Однажды вечером, когда монсиньор Перрелли отправился играть в реверси к князю ди С. и когда, по обыкновению, он потратил часть вечера на поиски табакерки, случилось так, что, вернувшись домой, достойный прелат обнаружил, что на этот раз драгоценность действительно исчезла. Сначала у монсиньора Перрелли возникло подозрение, что табакерка осталась в коляске. Он позвал кучера и приказал ему обшарить коляску, перетряхнуть подушки, перевернуть ковер — короче, произвести самые тщательные поиски. Кучер повиновался, но через несколько минут принес катастрофическую весть — табакерки в карете не оказалось.

Тогда монсиньор Перрелли вспомнил, что он несколько раз высовывал руки в открытые окна кареты и, стало быть, мог по рассеянности обронить табакерку по пути домой. В этом случае она должна была находиться на дороге, ведущей от дворца князя ди С. к дому монсиньора Перрелли. К счастью, было всего два часа ночи, поэтому оставалась надежда, что драгоценность еще не подобрали.
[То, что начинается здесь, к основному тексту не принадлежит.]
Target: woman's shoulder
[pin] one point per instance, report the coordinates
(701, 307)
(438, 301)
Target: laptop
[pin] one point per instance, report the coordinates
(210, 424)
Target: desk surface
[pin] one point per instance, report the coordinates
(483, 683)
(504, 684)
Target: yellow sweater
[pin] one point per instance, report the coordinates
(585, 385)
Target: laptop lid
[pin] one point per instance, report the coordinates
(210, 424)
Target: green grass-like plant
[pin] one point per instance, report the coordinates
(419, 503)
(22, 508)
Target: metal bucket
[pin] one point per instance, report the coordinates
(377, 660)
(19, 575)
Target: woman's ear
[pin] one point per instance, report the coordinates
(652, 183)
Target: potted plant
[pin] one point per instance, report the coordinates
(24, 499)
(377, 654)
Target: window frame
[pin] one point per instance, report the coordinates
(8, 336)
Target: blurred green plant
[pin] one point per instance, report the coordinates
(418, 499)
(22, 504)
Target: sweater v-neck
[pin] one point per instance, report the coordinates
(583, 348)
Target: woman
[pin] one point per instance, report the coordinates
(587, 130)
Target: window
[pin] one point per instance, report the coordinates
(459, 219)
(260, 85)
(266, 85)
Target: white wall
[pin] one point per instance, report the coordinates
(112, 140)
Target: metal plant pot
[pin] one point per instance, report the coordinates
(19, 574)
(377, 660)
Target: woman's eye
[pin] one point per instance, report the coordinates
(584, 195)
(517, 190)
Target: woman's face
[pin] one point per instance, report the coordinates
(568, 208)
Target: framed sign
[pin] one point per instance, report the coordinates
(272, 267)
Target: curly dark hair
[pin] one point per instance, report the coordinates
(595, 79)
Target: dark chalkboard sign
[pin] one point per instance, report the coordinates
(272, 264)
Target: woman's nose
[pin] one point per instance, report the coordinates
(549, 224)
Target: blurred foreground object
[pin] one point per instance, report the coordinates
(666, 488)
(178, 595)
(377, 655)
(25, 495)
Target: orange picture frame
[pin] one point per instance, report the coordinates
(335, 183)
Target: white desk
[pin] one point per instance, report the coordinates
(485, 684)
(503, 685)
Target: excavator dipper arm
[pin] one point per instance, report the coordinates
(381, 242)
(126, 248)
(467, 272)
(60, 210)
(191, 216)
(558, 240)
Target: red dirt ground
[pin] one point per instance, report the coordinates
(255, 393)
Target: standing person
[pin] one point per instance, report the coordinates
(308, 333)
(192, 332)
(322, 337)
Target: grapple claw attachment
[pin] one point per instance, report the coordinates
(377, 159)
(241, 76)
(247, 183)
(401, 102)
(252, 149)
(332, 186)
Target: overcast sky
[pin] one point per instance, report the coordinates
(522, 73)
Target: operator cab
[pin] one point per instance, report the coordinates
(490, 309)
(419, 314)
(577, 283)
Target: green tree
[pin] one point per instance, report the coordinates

Монсиньор Перрелли приказал кучеру и кухарке — это была вся его прислуга — взять по фонарю и обследовать улицу булыжник за булыжником.

Слуги вернулись в отчаянии, не найдя ни малейших следов табакерки.

Тогда монсиньор Перрелли решил, хотя и было всего три часа ночи, отправить письмо князю ди С., чтобы тот немедленно поднял весь дворец на поиски табакерки, потеря которой внушала достойному прелату крайнюю тревогу. Дело было безотлагательное, и письмо было составлено так, как мог написать его человек, находящийся в состоянии живейшего волнения. Монсиньор Перрелли извинялся перед князем, что вынужден будить его в такой час, но просил того представить себя на его месте и простить причиняемое ему беспокойство.

Письмо было составлено, подписано, сложено, не хватало только печати. Встав в ее поисках, монсиньор Перрелли почувствовал, как что-то тяжелое бьет его по икре ноги. Ученый прелат знал, что в нашем мире не бывает следствия без причины, а потому он решил добраться от следствия до причины: он поднес руку к полам платья — знаменитая табакерка своей тяжестью прорвала карман, проскользнула за подкладку и подавала признаки существования, щекоча икру своего владельца.